During the last fifteen years of his life, Glaser concerned himself with the development of hardware and software systems capable of directly storing and processing nonnumerical data. He felt that using numerical computing machines to store and process textual and graphical data was a poor solution. To that end, while at CWRU he designed an innovative data storage and compression scheme, which was sold to System Development Corporation. Later he cofounded his own research and development company, Nucleus International, to bring a revolutionary hardware-based relational database system to market.

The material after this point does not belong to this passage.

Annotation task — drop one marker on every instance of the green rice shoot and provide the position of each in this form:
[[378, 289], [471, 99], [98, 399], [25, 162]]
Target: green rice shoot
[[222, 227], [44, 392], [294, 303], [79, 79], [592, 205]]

Elected a member of the National Academy of Engineering in 1977, Glaser was a fellow of the Institute of Electrical and Electronics Engineers and a member of that organization's committees on Cybernetics, Data Acquisition and Transformation, and Computer Systems. For the Defense Science Board, he was chairman of the Technical Panel of its Committee on Computer Security. He served on the U.S. Air Force's Computer Security Committee; as the computer member of the Department of Transportation's Alexander Committee on Traffic Control; as a trustee of Seeing Eye, Inc., the Sensory Aids Foundation, and the Interuniversity Council; and as a member of the National Academy of Sciences' Division of Engineering, Subcommittee on Sensory Aids of the Committee on Prosthetics Research and Development. He also served on the Science Advisory Board of the National Security Agency.
In 1974 Glaser was named Computer Man of the Year by the Data Processing Management Association and in 1980 received an honorary D.Sc. degree from Heriot-Watt University in Edinburgh, Scotland.
Glaser's friends and colleagues considered him a rare system designer/ engineer who understood intimately both hardware and software ideas and exhibited great originality in both. As an engineer he understood great detail without losing an overall perspective of a project's goals. Moreover, he was an excellent judge not only of technical ideas but also of people.